Art and desire have been perennial objects of philosophical and theological questioning throughout the history of ideas in the West. Phenomenology in particular has proven itself uniquely equipped to explore these topics with its method of examining human experience. Thinkers such as Maurice Merleau-Ponty, Jean-Françoise Lyotard, Jacques Derrida, Richard Kearney, and David Tracy, as well as those conventionally associated with the so-called theological turn in French phenomenology, such as Michel Henry, Jean-Luc Marion, Jean-Louis Chrétien, and Emmanuel Falque, frequently treat one or another of these topics. However, the relation between art and desire together in the human experience of the divine or Absolute broadly construed goes overlooked in contemporary academic discussions. The question remains: what is the role of the desire of/for God in art and aesthetic experience?

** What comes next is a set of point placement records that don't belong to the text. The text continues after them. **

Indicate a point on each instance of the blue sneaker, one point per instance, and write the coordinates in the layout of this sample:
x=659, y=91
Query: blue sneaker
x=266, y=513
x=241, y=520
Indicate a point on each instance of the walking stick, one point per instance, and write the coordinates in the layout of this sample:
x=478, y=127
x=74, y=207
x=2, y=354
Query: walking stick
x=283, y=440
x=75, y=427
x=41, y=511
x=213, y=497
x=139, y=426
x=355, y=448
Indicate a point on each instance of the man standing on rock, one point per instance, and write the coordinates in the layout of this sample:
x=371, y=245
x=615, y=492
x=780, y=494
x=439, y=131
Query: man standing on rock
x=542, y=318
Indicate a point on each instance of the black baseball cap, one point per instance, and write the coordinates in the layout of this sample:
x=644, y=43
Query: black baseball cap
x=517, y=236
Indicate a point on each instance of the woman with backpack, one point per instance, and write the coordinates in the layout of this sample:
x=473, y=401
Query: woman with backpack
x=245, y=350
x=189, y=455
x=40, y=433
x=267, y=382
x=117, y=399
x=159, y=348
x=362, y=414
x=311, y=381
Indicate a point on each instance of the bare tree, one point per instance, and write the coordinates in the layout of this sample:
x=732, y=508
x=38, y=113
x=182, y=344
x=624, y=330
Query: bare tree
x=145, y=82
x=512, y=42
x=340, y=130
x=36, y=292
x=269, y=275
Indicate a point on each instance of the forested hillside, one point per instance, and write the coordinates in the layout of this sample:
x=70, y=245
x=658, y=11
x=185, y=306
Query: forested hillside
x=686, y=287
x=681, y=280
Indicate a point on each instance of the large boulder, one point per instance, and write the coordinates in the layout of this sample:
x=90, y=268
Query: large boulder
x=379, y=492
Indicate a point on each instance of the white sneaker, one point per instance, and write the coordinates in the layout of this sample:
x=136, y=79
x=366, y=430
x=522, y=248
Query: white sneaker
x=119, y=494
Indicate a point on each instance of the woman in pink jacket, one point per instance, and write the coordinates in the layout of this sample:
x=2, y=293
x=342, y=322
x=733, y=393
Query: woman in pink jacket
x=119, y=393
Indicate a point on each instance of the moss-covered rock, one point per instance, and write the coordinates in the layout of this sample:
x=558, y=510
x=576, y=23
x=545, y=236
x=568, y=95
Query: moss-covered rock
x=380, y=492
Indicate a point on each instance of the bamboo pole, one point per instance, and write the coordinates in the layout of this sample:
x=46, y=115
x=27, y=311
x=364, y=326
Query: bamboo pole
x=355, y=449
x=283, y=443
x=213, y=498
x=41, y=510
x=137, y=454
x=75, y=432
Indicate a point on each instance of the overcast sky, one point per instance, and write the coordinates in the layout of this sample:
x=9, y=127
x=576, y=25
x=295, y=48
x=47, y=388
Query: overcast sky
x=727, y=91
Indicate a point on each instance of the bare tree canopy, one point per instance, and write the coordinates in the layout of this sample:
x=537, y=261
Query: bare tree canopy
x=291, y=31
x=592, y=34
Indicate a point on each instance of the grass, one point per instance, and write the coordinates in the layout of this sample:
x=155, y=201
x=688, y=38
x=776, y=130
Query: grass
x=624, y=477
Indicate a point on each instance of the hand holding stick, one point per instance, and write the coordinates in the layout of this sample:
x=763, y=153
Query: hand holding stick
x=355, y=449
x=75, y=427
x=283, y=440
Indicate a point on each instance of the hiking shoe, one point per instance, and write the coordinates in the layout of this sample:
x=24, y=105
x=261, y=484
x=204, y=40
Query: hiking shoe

The exigency of broaching this question at the intersection of philosophy, theology, and art became all the more apparent in the diverse reactions to the partial burning of the Notre Dame Cathedral of Paris on April 15–16, 2019, which made manifest the multiple identities that religious art bears in our contemporary world. Both secular humanistic and religious discourses were deployed in the articulation of the importance of the restoration and preservation of the cathedral. Notre Dame de Paris was simultaneously cast as a historical and cultural symbol of the French Republic, a religious monument of both Roman Catholicism and global Christianity, as well as a work of art and human genius displaying the rich depths of humanity itself. While these various identities are not in themselves necessarily at odds with one another, the at times incendiary debates that followed the catastrophe frequently presupposed that they were and are incommensurate. Although the same desire for the restoration and preservation of this work of art united the differing positions, the meaning of traditionally religious art in a predominately secular context came under question. To the central question above, then, is added another: what, if anything, can phenomenological analysis of art, desire, and God shed on the political dimension of the relation between religion and secular culture?
"Art, Desire, and God: Phenomenological Perspectives" will be hosted virtually at the University of Notre Dame on the 2nd and 3rd of October, 2020. Theologians, philosophers, artists and others are invited to contribute to this collaborative and interdisciplinary reflection on the application of phenomenology to the investigation of these themes.